Alongside similar sediment data from the Lake E5 north of the Brooks range and controversial evidence from the Bluefish Caves site in the Yukon, this data suggests human presence in eastern Beringia for several millennia prior to 23,000 years ago, the estimated date of genetic isolation between ancient East Asians and the ancestors of modern Native Americans. The Beringian Standstill Hypothesis suggests that a human population resided in Beringia during this period before dispersing across North America, likely concentrated along the now-underwater Bering Land Bridge.

== Human history ==
The Nunamiut, an inland subgroup of the Iñupiat people, named the lake Quaġaqat for the plant sourdock, which was foraged in the area.
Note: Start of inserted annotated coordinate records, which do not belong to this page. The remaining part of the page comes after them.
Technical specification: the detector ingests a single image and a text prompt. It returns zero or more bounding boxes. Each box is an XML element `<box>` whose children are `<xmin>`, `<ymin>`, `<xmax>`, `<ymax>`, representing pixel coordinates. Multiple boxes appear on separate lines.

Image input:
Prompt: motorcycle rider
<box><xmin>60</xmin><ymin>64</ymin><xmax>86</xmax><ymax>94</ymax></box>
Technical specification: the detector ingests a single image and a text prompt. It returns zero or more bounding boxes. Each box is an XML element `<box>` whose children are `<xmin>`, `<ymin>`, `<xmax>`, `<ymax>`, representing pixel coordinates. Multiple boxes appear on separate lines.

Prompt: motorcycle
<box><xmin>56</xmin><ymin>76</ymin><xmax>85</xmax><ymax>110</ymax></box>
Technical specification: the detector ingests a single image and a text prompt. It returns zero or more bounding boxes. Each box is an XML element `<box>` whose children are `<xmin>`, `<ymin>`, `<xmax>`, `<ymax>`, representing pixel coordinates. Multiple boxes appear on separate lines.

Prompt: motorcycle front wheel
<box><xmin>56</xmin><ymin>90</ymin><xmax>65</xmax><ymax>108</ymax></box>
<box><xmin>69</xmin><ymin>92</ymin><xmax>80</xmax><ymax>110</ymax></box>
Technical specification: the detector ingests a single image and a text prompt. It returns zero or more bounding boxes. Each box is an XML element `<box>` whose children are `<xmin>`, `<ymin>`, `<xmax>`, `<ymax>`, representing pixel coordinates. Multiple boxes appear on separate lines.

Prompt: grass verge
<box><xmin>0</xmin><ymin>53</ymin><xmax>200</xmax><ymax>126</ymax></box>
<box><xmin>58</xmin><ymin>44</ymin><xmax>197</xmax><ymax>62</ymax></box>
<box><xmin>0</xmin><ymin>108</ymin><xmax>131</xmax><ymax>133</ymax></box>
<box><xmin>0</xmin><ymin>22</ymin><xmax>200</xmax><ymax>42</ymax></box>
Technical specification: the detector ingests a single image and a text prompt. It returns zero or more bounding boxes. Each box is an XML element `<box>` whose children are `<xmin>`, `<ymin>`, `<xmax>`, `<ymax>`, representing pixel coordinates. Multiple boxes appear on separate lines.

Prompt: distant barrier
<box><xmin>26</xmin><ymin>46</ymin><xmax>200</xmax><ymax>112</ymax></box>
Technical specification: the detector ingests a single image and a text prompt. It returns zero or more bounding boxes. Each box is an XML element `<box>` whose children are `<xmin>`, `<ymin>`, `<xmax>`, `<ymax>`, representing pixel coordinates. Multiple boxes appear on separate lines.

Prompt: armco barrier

From around the 17th or 18th centuries, a Nunamiut fall and winter settlement of two houses was located along the western shore of the lake. This site was used by groups of Nunamiut who summered further inland. United States Geological Survey research I. L. Tailleur gave the lake its English name in 1951, naming it after a nearby Iñupiaq burial site. The lake lies within Noatak National Preserve, a federally protected area established in 1978.